6.15.2007

Marriage is hard.

That sounds so Women's Circle to put it that way, so simplistic and easily managed, but it is hard. It also sounds so frigging selfish and whiny. Boo hoo, poor me, I have someone to come home to every night and it's so hard. But again, the truth remains.

I'll tell you what's hard about marriage. When you get married, you're like a houseplant reaching for the sunny window, gradually swiveling to focus your attention on one small, radiant square. You don't quite notice how all your fronds now wave toward that one section of light, until one day the other, lesser used parts of yourself begin to wither and fall away.

At first you can shrug it off. You can tell yourself that any relationship requires compromise, that you're making willing sacrifices, that those leaves you're losing were never healthy, anyway.

Then you find yourself at the car races at Yakima Speedway surrounded by people in tight, bulging tank tops and grubby trucker caps carrying coolers full of Miller Lite and smoking cheap cigarettes, and you realize you are flooded with an incredible, inexplicable happiness. (For this to happen, you are no longer a plant. Stay with me here.) You are happy because a nearly atrophied, oxygen-starved part of yourself suddenly finds herself tingling back to life. You realize that to make this marriage thing happen, you have forgotten and abandoned lots of silly, seemingly unimportant parts of yourself, but here they still are! Still alive after being left in the dark so long!

But then (and here's where marriage is the real bitch) you don't know where those old parts of you belong anymore. They don't fit with the furniture. For instance, my happy inner redneck just doesn't comfortably jive with my liberal artistic household. I know how to shoot guns, drink a can of beer in a single breath, skin a squirrel, and drive a hundred miles an hour on dangerous roads, but these skills don't tie in with my current wife-and-mom role. Still, they're me.
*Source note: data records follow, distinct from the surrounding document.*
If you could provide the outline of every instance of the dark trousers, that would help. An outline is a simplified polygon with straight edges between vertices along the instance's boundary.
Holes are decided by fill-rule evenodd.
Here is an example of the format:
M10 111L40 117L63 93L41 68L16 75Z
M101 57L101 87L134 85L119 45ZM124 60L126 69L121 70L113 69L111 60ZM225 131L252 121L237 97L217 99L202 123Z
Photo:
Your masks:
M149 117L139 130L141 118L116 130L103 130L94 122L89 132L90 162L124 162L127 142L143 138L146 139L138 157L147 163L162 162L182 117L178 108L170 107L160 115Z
But when you tie your life in with another person's life, both of you seem to leave parts of yourselves behind that just don't fit. It makes life easier, but over time, it starts to erode your soul--your roots, if you will.

I have done and been a lot of things in this lifetime. Wife-and-mom is still only a mid-sized portion of my history. I feel like the time has come to remember myself and turn my leaves back toward other sources of light.

Will my marriage suffer? I don't know. It might; but then again, we might be happier with one another if we are both living fuller, less entwined lives.

Meanwhile, I'm going back to the car races. My inner redneck says so.